Ovary Size Criteria for PCOS Diagnosis
According to current international guidelines, an ovarian volume ≥10 ml on either ovary is one of the established ultrasound criteria for polycystic ovarian morphology (PCOM), which is a component of PCOS diagnosis, but ovary size alone is not sufficient to diagnose PCOS. 1, 2
Ultrasound Criteria for PCOM
The International Evidence-based Guideline for PCOS provides specific ultrasound criteria for identifying polycystic ovarian morphology:
- Ovarian Volume: ≥10 ml on either ovary 1
- Follicle Count: ≥20 follicles (2-9 mm in diameter) per ovary using endovaginal ultrasound with 8MHz transducer 1
Either criterion (ovarian volume or follicle count) is sufficient to establish PCOM on ultrasound 1.

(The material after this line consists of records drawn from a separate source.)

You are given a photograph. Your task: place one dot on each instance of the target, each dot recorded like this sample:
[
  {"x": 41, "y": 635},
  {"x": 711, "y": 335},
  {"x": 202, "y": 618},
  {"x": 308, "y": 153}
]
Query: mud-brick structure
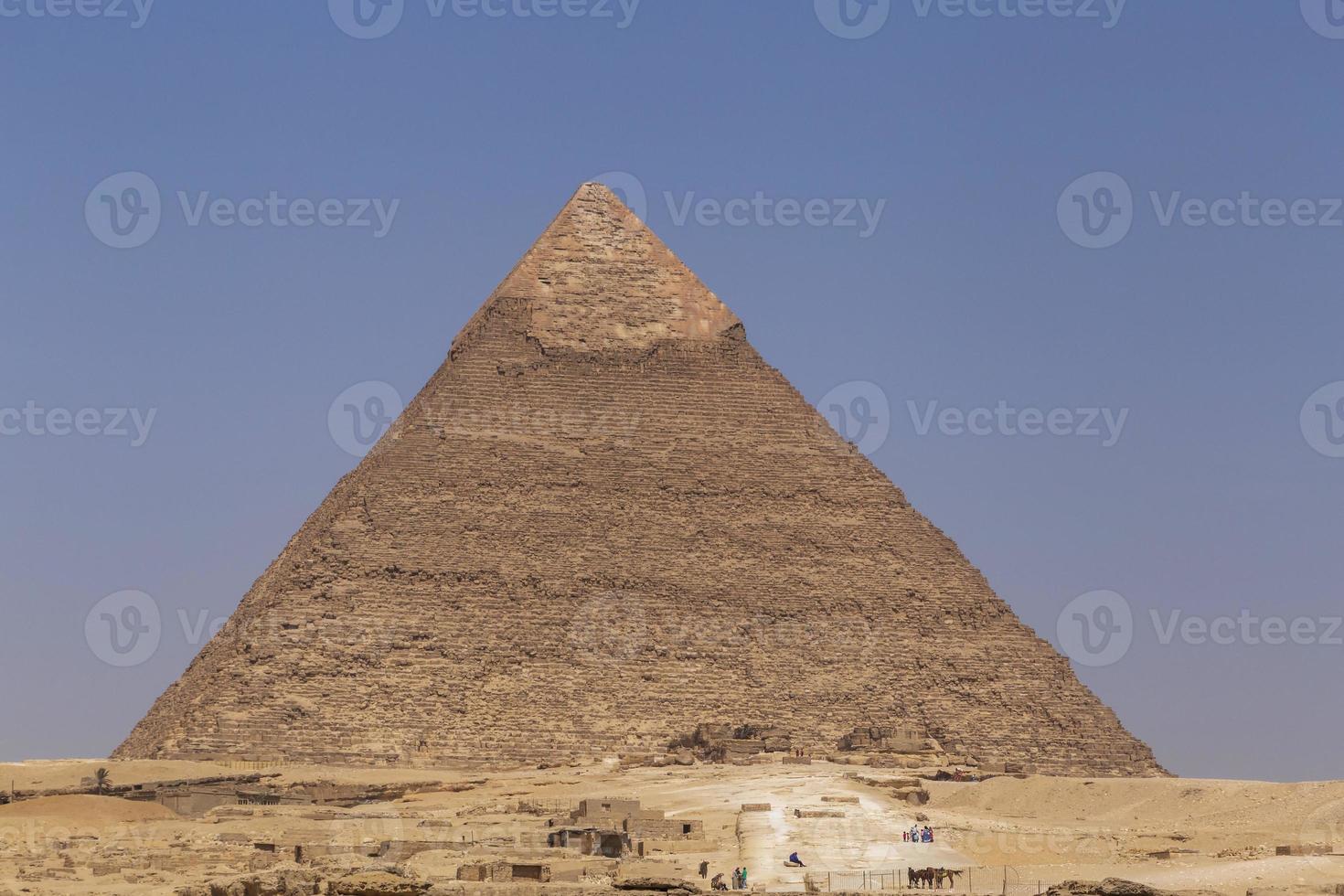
[{"x": 603, "y": 520}]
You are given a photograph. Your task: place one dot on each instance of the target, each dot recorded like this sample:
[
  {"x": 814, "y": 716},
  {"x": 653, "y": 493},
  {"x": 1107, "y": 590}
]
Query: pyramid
[{"x": 603, "y": 521}]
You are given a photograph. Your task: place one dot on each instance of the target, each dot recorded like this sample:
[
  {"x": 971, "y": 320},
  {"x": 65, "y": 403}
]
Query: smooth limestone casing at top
[{"x": 603, "y": 520}]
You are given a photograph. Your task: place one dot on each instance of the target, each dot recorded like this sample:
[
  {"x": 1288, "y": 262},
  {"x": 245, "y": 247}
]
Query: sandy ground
[{"x": 1007, "y": 835}]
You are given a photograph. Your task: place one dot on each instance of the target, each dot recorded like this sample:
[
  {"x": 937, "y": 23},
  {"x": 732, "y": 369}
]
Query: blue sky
[{"x": 989, "y": 148}]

Important Diagnostic Considerations
PCOM is only one component of PCOS diagnosis:
- PCOS diagnosis requires two of three Rotterdam criteria:
- Oligo/anovulation
- Clinical/biochemical hyperandrogenism
- Polycystic ovarian morphology on ultrasound 2
- PCOS diagnosis requires two of three Rotterdam criteria:
Technical specifications matter:
- Transvaginal ultrasound is preferred for accurate assessment 1
- For transabdominal ultrasound, only ovarian volume (≥10 ml) should be used due to difficulty in reliably assessing follicle count 1
- Ultrasound should be performed when ovaries are quiescent (no dominant follicles, corpus luteum, or cysts) 1
Age-specific considerations:
Diagnostic Accuracy of Ultrasound Markers
Recent evidence from a diagnostic meta-analysis indicates:
- Follicle number per ovary (FNPO) is the most accurate diagnostic marker (sensitivity: 84%, specificity: 91%, AUC: 0.905) 1
- Ovarian volume has good but slightly lower diagnostic accuracy (sensitivity: 81%, specificity: 81%, AUC: 0.856) 1
Common Pitfalls to Avoid
Relying solely on ovary size: PCOS diagnosis requires more than just ovarian morphology 2
Using ultrasound in adolescents: Avoid using ultrasound criteria in young adolescents (<8 years post-menarche) as multi-follicular ovaries are common in this age group 1, 2
Ignoring technology limitations: Older ultrasound technology may not accurately visualize follicles, making ovarian volume (≥10 ml) the more reliable criterion in these cases 1
Failing to exclude other disorders: Other conditions that can cause similar presentations must be ruled out before confirming PCOS diagnosis 2
Misinterpreting normal variations: Geographic differences in diagnostic accuracy exist, potentially due to variations in age, BMI, and diagnostic criteria 1
By following these evidence-based criteria and avoiding common pitfalls, clinicians can more accurately use ovarian size as one component in the comprehensive evaluation of potential PCOS.